I was referring to the other pic, by the way.


----------



## Jon3800 (Feb 24, 2010)

xhexdx said:


> I was referring to the other pic, by the way.


sorry my bad.


----------



## gumby (Feb 24, 2010)

Why are you unable to handle him? I know some Avics are a little more feisty then others but I don't see very many Avics being labeled as be careful don't handle this one.


----------



## Jon3800 (Feb 24, 2010)

JC, might want to take a look at this one 

http://www.arachnopets.com/tarantulas/tgallery/aurticans01.htm,

very similar looking to mine.  There was some flash involved when I took that pic LOL.


----------



## Jon3800 (Feb 24, 2010)

gumby said:


> Why are you unable to handle him? I know some Avics are a little more feisty then others but I don't see very many Avics being labeled as be careful don't handle this one.


She tried biting without any threat on 2 different occasions, when I gently prodded her on the abdomen.  My A.versicolor is a lot worse tho... will threat if she's touched in anyway. My P.subfusca is better tempered


----------



## JC (Feb 24, 2010)

Jon3800 said:


> JC, might want to take a look at this one
> 
> http://www.arachnopets.com/tarantulas/tgallery/aurticans01.htm,
> 
> very similar looking to mine.  There was some flash involved when I took that pic LOL.

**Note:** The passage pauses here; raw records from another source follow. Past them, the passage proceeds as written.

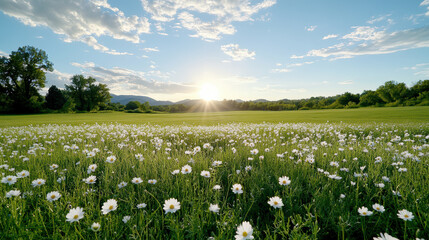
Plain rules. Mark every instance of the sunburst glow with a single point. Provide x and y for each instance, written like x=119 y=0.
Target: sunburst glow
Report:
x=209 y=92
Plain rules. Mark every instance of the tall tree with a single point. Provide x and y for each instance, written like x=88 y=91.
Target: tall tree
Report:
x=86 y=94
x=392 y=91
x=22 y=74
x=54 y=98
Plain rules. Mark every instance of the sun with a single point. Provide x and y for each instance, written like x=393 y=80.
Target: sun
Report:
x=209 y=92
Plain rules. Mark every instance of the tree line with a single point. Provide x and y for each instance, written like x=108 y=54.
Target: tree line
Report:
x=23 y=74
x=390 y=94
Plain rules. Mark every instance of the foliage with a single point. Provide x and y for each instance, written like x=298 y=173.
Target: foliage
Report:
x=55 y=99
x=391 y=94
x=132 y=105
x=22 y=75
x=87 y=95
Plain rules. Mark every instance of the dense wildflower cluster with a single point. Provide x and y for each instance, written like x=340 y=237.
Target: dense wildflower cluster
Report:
x=239 y=181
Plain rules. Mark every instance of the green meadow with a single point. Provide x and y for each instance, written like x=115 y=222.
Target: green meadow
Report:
x=360 y=115
x=325 y=174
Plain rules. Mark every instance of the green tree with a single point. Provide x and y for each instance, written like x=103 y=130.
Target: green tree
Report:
x=22 y=75
x=132 y=105
x=369 y=98
x=392 y=91
x=54 y=98
x=86 y=95
x=419 y=88
x=348 y=97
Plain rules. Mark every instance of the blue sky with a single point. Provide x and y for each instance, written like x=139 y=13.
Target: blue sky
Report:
x=243 y=49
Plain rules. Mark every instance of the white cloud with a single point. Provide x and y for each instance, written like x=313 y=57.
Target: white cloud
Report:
x=330 y=36
x=281 y=70
x=223 y=14
x=379 y=19
x=237 y=53
x=348 y=82
x=289 y=67
x=296 y=57
x=421 y=70
x=278 y=89
x=376 y=43
x=425 y=3
x=311 y=28
x=3 y=54
x=208 y=31
x=92 y=42
x=238 y=80
x=78 y=20
x=364 y=33
x=126 y=81
x=155 y=49
x=57 y=78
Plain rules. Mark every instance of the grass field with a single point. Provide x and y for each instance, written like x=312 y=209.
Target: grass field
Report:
x=360 y=115
x=305 y=178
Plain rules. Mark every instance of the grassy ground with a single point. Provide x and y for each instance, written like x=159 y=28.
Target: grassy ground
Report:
x=335 y=170
x=361 y=115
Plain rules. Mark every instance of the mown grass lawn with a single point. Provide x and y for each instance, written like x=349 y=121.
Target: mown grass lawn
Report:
x=360 y=115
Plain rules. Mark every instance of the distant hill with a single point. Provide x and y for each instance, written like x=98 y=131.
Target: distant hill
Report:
x=260 y=100
x=124 y=99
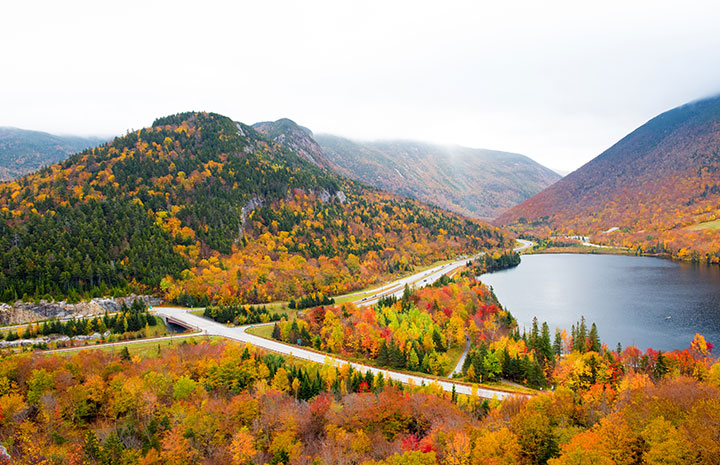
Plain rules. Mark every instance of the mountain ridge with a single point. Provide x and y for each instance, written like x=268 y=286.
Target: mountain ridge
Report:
x=657 y=186
x=200 y=208
x=23 y=151
x=474 y=182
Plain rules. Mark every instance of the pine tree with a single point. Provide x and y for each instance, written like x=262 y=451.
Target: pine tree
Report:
x=413 y=361
x=383 y=358
x=557 y=345
x=545 y=345
x=277 y=335
x=661 y=368
x=595 y=345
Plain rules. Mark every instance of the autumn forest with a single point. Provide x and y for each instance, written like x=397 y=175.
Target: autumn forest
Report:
x=254 y=238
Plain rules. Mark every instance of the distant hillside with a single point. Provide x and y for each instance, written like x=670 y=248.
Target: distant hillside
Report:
x=200 y=208
x=659 y=186
x=474 y=182
x=297 y=138
x=23 y=151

I'm starting to think it is Avicularia aurantiaca too. Interesting. The flash is not a problem Jon. If anything it brings out more color. I don't think I would have noticed the purple abdomen if it weren't there.  Also check out this one. Its labeled as Avicularia aurantiaca as well.

http://www.r-haemmerle.de/images/Avicularia_aurantiaca.jpg

If it is Avicularia aurantiaca it would make sense why Ken's pics are different. By the way I have 6 juvie/adult A.urticans coming in this week from Ken. I will post some pics of those when they get here.


----------



## Jon3800 (Feb 24, 2010)

I've just looked at that very same pic...and I'm like REALLY???
Did Amanda from Tarantula Canada ever get back to you?


----------



## JC (Feb 24, 2010)

Jon3800 said:


> I've just looked at that very same pic...and I'm like REALLY???
> Did Amanda from Tarantula Canada ever get back to you?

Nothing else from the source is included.